There are 3 basic "fan laws".

  • First, the volume of air moved (CFM) is a linear function of change of fan speed; double the fan speed and you double the volume of air moved.
  • Second, the static pressure changes as the square of the amount of change of fan speed; double the fan speed, quadruple the pressure.
  • Third, the power needed changes as the cube of the change of fan speed; doubling the speed takes 8 times the power.

Be careful! These "laws" are ideal approximations only for the same type of fan. You can't use calcs for a 24" Dayton fan directly with a 30" Attic Cool fan or vice-versa.

The published specs show both fans using 1/3hp motors. Looking up motor speeds, 1/3hp 2-speed 115v 1ph motors often run at 1140/1725 rpm. Comparing that to published fan speeds for the two fans shows both of them using a 3:1 reduction, e.g. a 2" motor pulley to a 6" fan pulley, running the fans around 380/575 rpm.

The 24" Dayton currently has a 2" motor and 8" fan pulley, running it slower than designed - 285 / 430 rpm. By the 1st fan law, it will put out up to 3700 cfm * (430/575) = 2767 cfm. By the 2nd law, it puts out (430/575)^2, or 55.9% of its normal pressure at that speed. The published specs say it takes 6.7 amps or 335 Watts at that speed. By the 3rd law, it would take about (430/575)^3 = 41.8% of the published power, or about 2.8 amps.

Crunching the numbers for all 4 fan combos I get...
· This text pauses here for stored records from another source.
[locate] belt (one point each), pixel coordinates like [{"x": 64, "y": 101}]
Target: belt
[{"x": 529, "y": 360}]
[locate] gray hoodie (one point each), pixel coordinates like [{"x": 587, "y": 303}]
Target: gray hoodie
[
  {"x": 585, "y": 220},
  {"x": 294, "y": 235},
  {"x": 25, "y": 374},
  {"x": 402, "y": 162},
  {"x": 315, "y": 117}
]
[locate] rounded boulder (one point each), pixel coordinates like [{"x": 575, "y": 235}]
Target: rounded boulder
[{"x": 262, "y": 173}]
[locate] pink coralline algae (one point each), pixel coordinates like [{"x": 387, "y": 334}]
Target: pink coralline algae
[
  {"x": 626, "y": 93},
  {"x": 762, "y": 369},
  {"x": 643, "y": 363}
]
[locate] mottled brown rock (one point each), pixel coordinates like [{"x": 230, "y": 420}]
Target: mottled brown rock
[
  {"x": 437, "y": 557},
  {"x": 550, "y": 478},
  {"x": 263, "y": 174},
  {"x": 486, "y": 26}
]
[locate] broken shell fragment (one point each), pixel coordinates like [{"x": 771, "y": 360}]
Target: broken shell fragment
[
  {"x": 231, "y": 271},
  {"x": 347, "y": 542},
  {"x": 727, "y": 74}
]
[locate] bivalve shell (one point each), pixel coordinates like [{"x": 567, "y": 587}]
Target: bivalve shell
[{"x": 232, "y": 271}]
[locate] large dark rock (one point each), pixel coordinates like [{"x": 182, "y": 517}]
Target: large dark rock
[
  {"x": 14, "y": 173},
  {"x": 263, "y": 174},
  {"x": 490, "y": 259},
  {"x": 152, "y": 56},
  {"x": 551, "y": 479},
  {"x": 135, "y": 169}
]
  • Dayton 24": 8" pulley (calculated), fan speed: 285 / 430 rpm, air moved: 1925 / 2767 cfm, current: 2.1 / 2.8A
  • Dayton 24": 6" pulley (published), fan speed: 370 / 560 rpm, air moved: 2500 / 3700 cfm, current: 4.6 / 6.7A
  • Attic Cool 30": 8" pulley (calculated), fan speed: 285 / 430 rpm, air moved: 4050 / 5830 cfm, current: 1.3 / 2.7A
  • Attic Cool 30": 6" pulley (published), fan speed: 380 / 575 rpm, air moved: 5400 / 7800 cfm, current: 3.0 / 6.5A

My attic has enough ventilation now for the 24" Dayton with an 8" fan pulley. It's marginal for the 24" Dayton with a 6" pulley. Adding enough ventilation for the 30" Attic Cool with 8" pulley is a substantial change that may be best done when I have the roof done next year. Adding enough ventilation for the 30" Attic Cool with a 6" pulley (10-12ft^2 recommended, even more with insect screening!) could mean major structural changes to the gables and/or porch, which is likely more than I want to do.